Winters started out giving away a lot of free sample to try and draw in customers, introducing and giving them a taste of real Mexican cuisine.  Pretty soon Winters was making an appearance on blogs around the area and started gaining a decent following.  “English don’t know what they’re eating at first, and when they try it they’re blown away.  They’ll come back for plate 3, 4, 5, 6…”

Not only is Winters a super friendly character with an interesting story to share, but he truly does whip up a killer taco.

“It’s the combination and freshness that’s key.  People just don’t put the ingredients together,” Winters explains.

80% of what Winters uses to create his Mexican food is fresh, with 85% of those ingredients coming from the local markets in Brixton.  Here’s how his menu works:  Step one, you choose your meal, picking from five different kinds of tacos or four kinds of burritos.  Step two, you choose your filling from a selection of beef, chicken, pork, chorizo, fish, king prawn, refritos, mushrooms, and vegetarian.  Step three is “How Hot?,” allowing you to pick from salsas ranging from Dead (pico de gallo) to “Don’t come to me crying!,” made from the Dorset Naga pepper, the hottest known chili in the world.

Last time I was at El Panzon’s, I ordered two vegetarian tacos and one fish taco.  Both were delicious.  The vegetarian taco consisted of pinto and red kidney beans immersed in a savory, slightly smoky mole sauce (made from chili peppers and chocolate) topped with freshly chopped cilantro, scallions, tomatoes, red onions, mixed greens, along with shredded cheese, salsa, sour cream, and guacamole in a warm corn tortilla.  The fish taco was similar, although a layer of lightly battered cod replaced the beans.  Both were a juicy, dripping mess that created an explosion of layered flavors perfectly melted together in my mouth.

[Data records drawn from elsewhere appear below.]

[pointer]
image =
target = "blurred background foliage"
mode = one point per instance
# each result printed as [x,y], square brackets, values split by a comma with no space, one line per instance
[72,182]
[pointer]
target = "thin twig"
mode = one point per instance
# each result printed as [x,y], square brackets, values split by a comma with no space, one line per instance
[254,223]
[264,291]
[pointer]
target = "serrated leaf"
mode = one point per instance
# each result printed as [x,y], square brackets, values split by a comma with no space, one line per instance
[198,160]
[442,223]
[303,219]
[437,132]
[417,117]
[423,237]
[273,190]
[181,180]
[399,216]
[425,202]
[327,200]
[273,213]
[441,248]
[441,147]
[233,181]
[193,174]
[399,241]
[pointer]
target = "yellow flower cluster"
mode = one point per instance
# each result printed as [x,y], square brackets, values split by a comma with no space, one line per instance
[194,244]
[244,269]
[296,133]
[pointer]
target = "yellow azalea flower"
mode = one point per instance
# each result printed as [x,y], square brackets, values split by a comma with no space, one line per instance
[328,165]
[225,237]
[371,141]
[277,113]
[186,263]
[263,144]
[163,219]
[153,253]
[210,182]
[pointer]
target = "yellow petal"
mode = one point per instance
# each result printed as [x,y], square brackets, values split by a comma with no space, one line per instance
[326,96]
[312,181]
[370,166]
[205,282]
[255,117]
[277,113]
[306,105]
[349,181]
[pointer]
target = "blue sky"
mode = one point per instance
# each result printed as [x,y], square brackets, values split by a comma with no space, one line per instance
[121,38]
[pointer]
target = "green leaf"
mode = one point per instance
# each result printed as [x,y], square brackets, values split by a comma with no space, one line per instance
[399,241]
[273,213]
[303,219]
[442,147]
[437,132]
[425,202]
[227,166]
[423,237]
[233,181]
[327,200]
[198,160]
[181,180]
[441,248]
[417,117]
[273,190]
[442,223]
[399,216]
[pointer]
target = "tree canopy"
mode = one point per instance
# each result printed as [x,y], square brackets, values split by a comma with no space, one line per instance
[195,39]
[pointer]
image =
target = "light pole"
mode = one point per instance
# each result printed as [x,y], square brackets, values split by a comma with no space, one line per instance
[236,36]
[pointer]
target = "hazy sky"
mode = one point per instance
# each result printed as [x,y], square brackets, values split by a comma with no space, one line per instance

Every Friday and Saturday night starting at 10:30, El Panzon heads outside and cooks up a stream of £1 tacos.  Certainly delicious, but not quite the same experience as the daytime/evening, slightly more expensive tacos.

Cool dude.  Great food.  It’s going to be a fun piece to write.

Hummingbird Bakery

With bakeries on practically every other block in many of the London neighborhoods, I had been eagerly anticipating my first visit to one.  On my stroll home Thursday to my temporary Kensington flat, I finally leaped into one of these cutesy bakeries to give it a good look around.  My eyes immediately jumped to the long line of colorfully displayed cupcakes, narrowing in on the tag inscribed with one of my all-time favorite duos, “Carrot Cake.”

With three golden pounds left in my pocket, I was sold.  Ring me up please handsome Italian cashier.

Walking out of Hummingbird Bakery with some spare change (35 pence to be exact), a wooden fork, and a sparkling, sweet snow frosted cupcake in my hand, I was a happy customer.

I became even happier once I took my first bite of that carrot cake cupcake.  Moist and sweet with faint hints of nutmeg, the cake was everything I had hoped for.  And while the smooth, cream cheese icing aroused a slight nostalgia of Philly, there was absolutely no other place I wanted to be in that moment than in Kensington eating that London-made cupcake.

In addition to its Kensington location, Hummingbird Bakery has two other shops located in Soho and Notting Hill, meaning I’ll probably wind up at one of the three for a second visit.  As a baker with a huge sweet tooth, I’d love to experience almost every bakery within London.  However, I have a feeling that with the various other cakes, cupcakes, and brownies that Hummingbird Bakery offers, I’ll probably soon be eating from a wooden fork once again.